While the volume of the output of any part of the Japanese film industry makes truly comprehensive studies impossible, Sharp goes a long way towards giving an in-depth overview (if such a thing is truly possible) of the Japanese sex film industry, especially in light of its importance as a training ground and launching pad for many of the luminaries of Japanese cinema.
Thanks to nature of Japanese obscenity and censorship laws, and the lack of anti-sexuality culture that is part and parcel of the Abramic religions (Judaism, Christianity and Islam) the soft-core sex film, or Pinku-Eiga, literally "Pink-Film" was a staple of the Japanese cinema from the mid 1960s through the late 1980s as the film and theatre companies tried to compete with television for viewers.

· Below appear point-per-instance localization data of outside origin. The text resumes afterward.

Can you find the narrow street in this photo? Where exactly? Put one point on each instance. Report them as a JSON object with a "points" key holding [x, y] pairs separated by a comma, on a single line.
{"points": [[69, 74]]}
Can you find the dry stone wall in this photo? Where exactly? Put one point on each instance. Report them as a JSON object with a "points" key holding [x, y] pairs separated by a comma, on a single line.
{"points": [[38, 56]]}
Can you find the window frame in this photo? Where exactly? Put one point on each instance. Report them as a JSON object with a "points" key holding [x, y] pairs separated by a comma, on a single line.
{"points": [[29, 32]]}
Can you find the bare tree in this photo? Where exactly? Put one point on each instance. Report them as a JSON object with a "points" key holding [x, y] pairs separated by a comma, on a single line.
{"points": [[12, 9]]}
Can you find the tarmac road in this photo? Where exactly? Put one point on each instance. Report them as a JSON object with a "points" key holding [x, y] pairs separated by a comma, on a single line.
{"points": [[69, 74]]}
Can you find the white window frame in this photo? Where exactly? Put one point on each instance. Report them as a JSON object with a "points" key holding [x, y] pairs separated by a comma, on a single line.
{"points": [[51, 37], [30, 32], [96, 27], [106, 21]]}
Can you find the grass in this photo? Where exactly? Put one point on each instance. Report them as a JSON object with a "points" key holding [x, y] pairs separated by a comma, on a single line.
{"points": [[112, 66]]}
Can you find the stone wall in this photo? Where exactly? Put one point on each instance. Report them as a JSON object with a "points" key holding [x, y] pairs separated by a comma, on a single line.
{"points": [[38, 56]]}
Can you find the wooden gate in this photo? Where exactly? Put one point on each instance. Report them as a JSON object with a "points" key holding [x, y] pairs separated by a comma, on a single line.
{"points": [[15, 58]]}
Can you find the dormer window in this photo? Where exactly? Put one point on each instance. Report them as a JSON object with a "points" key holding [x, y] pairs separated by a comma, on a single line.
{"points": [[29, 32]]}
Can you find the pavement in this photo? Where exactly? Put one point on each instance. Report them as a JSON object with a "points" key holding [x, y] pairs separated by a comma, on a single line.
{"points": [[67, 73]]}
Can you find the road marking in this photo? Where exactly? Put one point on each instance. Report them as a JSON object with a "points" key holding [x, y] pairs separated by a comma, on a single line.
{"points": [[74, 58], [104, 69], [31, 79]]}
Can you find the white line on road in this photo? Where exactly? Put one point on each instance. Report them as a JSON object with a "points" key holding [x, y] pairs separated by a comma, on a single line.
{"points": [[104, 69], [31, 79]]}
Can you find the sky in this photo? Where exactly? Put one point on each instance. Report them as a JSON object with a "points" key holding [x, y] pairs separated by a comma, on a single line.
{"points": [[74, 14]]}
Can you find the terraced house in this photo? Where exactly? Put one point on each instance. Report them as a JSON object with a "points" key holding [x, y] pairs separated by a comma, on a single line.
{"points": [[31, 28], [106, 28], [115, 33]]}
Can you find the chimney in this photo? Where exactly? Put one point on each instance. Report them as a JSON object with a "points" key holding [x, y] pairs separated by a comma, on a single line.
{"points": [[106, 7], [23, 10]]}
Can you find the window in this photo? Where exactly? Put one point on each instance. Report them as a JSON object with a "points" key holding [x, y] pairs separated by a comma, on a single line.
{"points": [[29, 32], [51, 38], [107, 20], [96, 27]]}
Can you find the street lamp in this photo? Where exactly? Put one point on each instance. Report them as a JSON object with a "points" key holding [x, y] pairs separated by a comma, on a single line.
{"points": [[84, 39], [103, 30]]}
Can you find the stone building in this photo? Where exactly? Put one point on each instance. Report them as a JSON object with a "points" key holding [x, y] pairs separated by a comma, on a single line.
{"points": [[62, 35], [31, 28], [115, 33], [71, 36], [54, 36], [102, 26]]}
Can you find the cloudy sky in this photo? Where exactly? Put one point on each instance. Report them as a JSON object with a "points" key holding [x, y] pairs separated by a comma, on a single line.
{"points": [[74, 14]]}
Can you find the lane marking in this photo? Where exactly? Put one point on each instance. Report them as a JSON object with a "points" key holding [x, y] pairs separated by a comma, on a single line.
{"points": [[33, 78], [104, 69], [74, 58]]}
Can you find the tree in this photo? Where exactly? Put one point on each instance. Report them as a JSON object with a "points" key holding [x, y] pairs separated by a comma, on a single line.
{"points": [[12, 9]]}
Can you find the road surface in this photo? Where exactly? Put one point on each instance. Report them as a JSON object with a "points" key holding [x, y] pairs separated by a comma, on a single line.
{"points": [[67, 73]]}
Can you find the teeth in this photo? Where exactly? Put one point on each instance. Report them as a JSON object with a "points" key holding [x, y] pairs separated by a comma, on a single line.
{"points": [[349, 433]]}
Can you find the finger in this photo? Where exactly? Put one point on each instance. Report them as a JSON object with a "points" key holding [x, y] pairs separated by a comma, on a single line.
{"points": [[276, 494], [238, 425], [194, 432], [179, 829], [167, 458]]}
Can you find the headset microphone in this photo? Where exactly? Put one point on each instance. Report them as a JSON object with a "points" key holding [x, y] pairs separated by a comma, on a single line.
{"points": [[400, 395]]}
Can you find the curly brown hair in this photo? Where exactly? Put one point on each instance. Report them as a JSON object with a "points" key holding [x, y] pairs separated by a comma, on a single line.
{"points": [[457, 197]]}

Since this was the largest segment of the independent film market in Japan, it was the primary area for talented writers, directors and cinematographers to gain skills and some recognition without the coveted degrees from the most prestigious colleges and long apprenticeships required by the major studios.
While the book is chock full of racy pictures and clips from the films discussed, it is primarily a history of the industry and its major players, not an exhaustive collection of reviews or analyses of the films themselves. As such, it should be required reading for any student of Japanese cinema and/or the Japanese film industry, as it makes clear the connection between this barely legitimate end of the industry with the better known and more respectable output of the major studios. In addition, several chapters chart the frequently lost and forgotten connection of the Japanese avant-garde art community, the independent film community and the radical global politics of the late sixties and early seventies.
Because of it's cover and the volume of photos one can see by flipping through the pages, it's easy to dismiss "Behind the Pink Curtain" as just a risque, exploitation coffee-table book masquerading as film scholarship, but it is truly an in depth history of an often neglected part of the Japanese film industry, and to date the most exhaustive treatment of the subject published in the English language.